Folha de S. Paulo


A execução provisória da pena e o argumento lotérico de Alexandre de Moraes

A execução da pena a condenados por crimes no Brasil era uma loteria. O senso comum observava que não chegava a ser um jogo de azar, ao menos para determinados grupos socioeconômicos e para determinados crimes. Para estes, era um jogo perdido. Para outros, era um jogo longo em que podiam ganhar valendo-se do tempo da Justiça. Veio o Supremo, em 2016, e passou uma régua. Concorde-se ou não com o mérito da decisão, a execução provisória da pena, ou seja, a prisão depois do julgamento em segunda instância tinha o condão de cessar o tratamento desigual: a regra passava a ser a execução da pena, independentemente de cor, condição social ou crime.

O ministro Alexandre de Moraes, que não participou deste julgamento, não se furtou, como ele mesmo disse, a adiantar seu posicionamento e afirmou em sua sabatina no Senado: "Defendo o mesmo posicionamento desde 1998, o posicionamento de que o princípio da presunção de inocência, previsto na Constituição Federal, não impede nem as prisões preventivas nem as prisões em segundo grau por decisão de segundo grau", afirmou em fevereiro deste ano. E foi além, deixando clara sua posição. "Quem deve decidir sobre isso [a prisão] é o tribunal de segunda instância, exatamente porque –e esse é o fundamento jurídico que coloco– são a primeira e segunda instâncias que podem analisar os fatos, o mérito da questão, ou seja, são as primeira e segunda instâncias que podem analisar provas".
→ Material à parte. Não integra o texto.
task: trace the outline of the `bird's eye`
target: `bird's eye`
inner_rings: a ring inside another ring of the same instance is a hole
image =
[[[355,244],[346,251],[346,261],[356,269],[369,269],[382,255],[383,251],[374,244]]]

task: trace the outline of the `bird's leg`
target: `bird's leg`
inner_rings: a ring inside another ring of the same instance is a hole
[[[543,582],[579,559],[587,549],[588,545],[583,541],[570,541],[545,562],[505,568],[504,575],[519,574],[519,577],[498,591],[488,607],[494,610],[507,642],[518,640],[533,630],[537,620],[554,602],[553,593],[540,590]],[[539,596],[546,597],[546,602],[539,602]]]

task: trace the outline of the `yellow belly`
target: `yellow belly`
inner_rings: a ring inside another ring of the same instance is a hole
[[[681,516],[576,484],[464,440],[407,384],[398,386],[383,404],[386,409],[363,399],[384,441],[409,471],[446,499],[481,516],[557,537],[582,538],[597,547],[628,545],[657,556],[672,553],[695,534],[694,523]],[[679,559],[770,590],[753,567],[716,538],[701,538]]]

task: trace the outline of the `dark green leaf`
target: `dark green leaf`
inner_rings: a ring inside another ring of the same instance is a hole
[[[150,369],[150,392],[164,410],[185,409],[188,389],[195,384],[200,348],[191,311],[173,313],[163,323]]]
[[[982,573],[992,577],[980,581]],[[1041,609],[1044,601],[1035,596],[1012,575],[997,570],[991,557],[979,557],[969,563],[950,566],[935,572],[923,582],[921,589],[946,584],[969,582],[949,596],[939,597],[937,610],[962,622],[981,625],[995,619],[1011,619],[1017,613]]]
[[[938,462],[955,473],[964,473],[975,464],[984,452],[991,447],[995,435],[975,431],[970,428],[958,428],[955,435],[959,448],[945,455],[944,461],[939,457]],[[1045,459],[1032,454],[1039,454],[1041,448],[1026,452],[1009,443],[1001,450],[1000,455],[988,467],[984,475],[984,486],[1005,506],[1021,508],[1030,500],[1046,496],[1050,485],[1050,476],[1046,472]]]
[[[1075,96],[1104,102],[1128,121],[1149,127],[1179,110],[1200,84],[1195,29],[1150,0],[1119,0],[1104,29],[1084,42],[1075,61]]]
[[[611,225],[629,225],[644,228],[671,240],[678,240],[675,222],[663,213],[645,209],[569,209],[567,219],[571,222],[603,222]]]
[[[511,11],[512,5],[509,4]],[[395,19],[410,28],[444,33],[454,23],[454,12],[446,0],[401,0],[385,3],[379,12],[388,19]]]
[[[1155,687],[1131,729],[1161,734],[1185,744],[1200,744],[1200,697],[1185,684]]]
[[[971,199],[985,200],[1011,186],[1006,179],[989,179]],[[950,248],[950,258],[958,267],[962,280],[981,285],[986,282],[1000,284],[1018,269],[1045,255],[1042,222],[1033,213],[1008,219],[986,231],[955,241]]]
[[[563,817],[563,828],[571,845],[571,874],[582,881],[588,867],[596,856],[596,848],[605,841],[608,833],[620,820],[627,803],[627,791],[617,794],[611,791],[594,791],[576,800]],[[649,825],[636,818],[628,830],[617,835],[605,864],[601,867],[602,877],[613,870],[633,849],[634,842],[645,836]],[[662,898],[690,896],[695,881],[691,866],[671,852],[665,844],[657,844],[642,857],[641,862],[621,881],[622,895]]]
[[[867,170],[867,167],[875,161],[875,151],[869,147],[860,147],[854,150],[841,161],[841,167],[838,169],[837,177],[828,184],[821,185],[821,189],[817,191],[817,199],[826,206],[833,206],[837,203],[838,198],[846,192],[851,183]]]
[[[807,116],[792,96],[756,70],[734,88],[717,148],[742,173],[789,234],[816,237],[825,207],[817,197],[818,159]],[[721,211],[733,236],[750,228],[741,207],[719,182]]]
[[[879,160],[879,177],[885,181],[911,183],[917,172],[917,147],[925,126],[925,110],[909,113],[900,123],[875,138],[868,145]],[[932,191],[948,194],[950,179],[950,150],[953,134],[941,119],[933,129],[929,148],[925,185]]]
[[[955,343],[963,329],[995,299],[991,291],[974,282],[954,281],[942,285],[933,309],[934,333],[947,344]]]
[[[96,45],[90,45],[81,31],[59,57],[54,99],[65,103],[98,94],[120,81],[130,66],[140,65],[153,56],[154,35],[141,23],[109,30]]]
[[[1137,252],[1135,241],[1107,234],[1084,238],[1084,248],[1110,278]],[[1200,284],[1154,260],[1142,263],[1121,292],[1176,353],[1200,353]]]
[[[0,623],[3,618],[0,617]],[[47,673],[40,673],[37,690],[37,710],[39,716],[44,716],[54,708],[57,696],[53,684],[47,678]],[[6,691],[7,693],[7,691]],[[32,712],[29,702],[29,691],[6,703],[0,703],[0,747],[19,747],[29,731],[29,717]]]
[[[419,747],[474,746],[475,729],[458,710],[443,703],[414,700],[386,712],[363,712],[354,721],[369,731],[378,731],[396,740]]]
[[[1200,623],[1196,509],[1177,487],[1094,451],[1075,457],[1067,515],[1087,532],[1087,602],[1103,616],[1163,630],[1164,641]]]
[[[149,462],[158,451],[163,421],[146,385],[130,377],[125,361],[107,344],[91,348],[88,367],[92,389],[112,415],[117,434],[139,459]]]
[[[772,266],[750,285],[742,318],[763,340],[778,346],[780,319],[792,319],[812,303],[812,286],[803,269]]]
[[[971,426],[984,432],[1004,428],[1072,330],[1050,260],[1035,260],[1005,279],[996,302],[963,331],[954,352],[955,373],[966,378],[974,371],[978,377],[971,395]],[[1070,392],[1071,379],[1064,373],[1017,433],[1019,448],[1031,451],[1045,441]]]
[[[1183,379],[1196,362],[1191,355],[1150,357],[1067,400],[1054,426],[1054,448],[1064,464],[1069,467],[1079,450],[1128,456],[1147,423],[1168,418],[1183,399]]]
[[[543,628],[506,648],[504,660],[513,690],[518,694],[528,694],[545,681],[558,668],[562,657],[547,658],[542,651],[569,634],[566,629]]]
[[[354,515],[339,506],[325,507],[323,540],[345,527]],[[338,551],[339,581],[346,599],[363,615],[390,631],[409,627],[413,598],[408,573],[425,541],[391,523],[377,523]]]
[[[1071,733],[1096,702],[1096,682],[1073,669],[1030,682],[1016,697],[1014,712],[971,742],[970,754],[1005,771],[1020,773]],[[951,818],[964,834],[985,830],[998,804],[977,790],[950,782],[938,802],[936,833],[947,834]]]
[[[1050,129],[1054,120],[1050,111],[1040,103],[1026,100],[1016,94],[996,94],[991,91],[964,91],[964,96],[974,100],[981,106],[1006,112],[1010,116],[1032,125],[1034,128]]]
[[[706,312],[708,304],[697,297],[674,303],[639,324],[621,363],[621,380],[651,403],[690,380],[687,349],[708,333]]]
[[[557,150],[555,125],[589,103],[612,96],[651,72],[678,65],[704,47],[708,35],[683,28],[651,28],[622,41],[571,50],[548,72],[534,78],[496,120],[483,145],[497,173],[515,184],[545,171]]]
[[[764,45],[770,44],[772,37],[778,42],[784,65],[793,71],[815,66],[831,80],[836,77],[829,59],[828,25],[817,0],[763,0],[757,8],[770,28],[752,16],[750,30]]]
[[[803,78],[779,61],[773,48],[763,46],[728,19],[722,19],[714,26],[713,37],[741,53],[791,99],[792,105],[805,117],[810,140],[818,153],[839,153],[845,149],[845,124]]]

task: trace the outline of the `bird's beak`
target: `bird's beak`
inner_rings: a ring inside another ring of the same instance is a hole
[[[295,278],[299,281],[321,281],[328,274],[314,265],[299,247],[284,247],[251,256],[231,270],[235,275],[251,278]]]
Contudo, em julgamento recente no Supremo, o ministro afirmou que as duas turmas de julgamento do STF e os juízes do tribunal decidiam a questão de forma distinta. Assim, o destino do réu dependia do sorteio do relator. Para completar, em entrevista ao jornal "O Estado de S. Paulo", o ministro já se furtou a repetir o que dissera na sabatina : "Isso vai chegar ao Supremo. Aí, nos autos, vou me manifestar. Não antecipo porque é proibido pela Lei Orgânica da Magistratura". Diminuiu o tom em relação ao que falou aos senadores na sua sabatina: "O que eu disse na sabatina foi que isso não é inconstitucional. Adotar um ponto ou o outro não é inconstitucional."

Concluiu que era preciso julgar novamente o assunto para evitar que a justiça se tornasse uma loteria em que o ministro A concede a liberdade para uma pessoa mesmo depois de condenada em segunda instância, e o ministro B negue a soltura exatamente em razão da condenação por órgão colegiado. Há várias questões que se desdobram das manifestações do ministro, a do início do ano e a deste mês.

A mais clara e objetiva delas: se há ministros e Turmas que mantêm a liberdade mesmo depois da condenação em duas instâncias, é de se perguntar por que não seguem o entendimento do próprio tribunal. Seria irresignação em relação à nova jurisprudência do Supremo? Ou há situações que justificam a manutenção da liberdade? Se o motivo for a irresignação, o problema é institucional, que não se conserta com novo julgamento. Se há circunstâncias que podem afastar a execução provisória da pena, a solução não é rever a decisão anterior, mas deixar claro se o cumprimento deve ocorrer sempre (então não haveria loteria) ou determinar objetivamente em que hipóteses não deve ser adiantada a execução da pena.

Se ainda é possível conceder liminar para manter condenados em liberdade, é de se questionar em que circunstâncias isso seria possível e esperar que o tribunal defina critérios para isso.

O que hoje se projeta para o tribunal não é isso. A corte deve julgar o assunto novamente no ano que vem, e ministros que votaram a favor da execução da pena em segunda instância já indicaram que mudarão de posição. Com um adendo: o ministro Teori Zavascki, que votou pela possibilidade do cumprimento antecipado da pena, já não está mais no tribunal. Foi substituído por Alexandre de Moraes, que agora mantém mistério sobre sua posição.

Tudo indica, portanto, que o STF caminha para mudar novamente sua jurisprudência para voltar à realidade de prisões para alguns e a prescrição para outros. Uma loteria, portanto, com números e cores certos.